Your cell phone is rated NC-17.

Young people (see preteens/teenagers) are now being equipped by parents with smart phones and mobile devices equipped with WiFi or 3G service. They use these devices to update Facebook, play games, and more importantly, look at websites.

Most would suffice to look at ESPN.com or perhaps Seventeen Magazine, Abercrombie & Fitch, or perhaps their blogs and Flckr accounts. However those no including in the “most” category are using these mobile devices to look at things that if their parents would see on a computer screen, would be grounded.

Mobile pornography. This never really came to my mind until I realized what the capability these devices have in that sense of applicability and what that means for a 14 year old boy.

You can put up firewalls, you can secure websites on your laptops and personal computers, you can even block channels on your cable but have you ever thought of what you kids might be looking at, reading, or watching on their phones or iTouches?

I can remember when I was growing up that video games were unrated until, Mortal Kombat hit arcades in 1994. This game unleashed a whole new type of violence that wasn’t mainstream to the public but was slowly making its way in (thank you DOOM).

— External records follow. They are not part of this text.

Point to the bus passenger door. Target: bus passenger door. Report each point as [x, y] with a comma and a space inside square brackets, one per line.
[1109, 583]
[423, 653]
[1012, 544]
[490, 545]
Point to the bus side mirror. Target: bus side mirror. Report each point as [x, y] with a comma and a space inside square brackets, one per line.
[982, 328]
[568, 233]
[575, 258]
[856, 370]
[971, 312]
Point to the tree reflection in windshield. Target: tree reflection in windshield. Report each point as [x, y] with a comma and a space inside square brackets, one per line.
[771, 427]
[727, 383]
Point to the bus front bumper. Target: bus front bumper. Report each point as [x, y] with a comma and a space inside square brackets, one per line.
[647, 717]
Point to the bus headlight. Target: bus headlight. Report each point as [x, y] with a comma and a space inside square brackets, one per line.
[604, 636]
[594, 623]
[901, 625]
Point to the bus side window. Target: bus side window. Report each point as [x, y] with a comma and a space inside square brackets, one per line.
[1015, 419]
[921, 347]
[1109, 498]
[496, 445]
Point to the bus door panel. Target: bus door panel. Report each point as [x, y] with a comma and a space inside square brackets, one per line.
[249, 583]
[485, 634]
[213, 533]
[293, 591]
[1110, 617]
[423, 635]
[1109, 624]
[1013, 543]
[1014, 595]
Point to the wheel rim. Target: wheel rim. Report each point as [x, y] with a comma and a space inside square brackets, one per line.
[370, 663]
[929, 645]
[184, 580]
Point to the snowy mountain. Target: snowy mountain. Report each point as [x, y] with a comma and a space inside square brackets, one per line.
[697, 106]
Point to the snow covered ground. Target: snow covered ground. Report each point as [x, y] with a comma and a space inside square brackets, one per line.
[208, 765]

Now when I purchased my Droid Incredible, I had to register this device with a Gmail account to access the phone and get it to start working.

So here is my idea…

Why don’t mobile phone suppliers and cellular phone service providers build into the software a registration page that requires you to enter in the date of birth of the main user of the device? This setting will then set up automatic protection features that will not allow users of the phone to access certain sites or even use certain words (why would a 13 year old need to type a curse word?). Set the bars at 13 and 18 years of age and viola perhaps you have made the device just a little bit safer for your child to use.

We have these ratings on video games and we have them on movies. Two things that these mobile devices can now access without any such rating system to worry about.

It seems like a simple solution to a problem that society may not know we have yet, but I can tell you, these kids aren’t just making phone calls with these devices.

That’s my idea for the day – who says it couldn’t happen?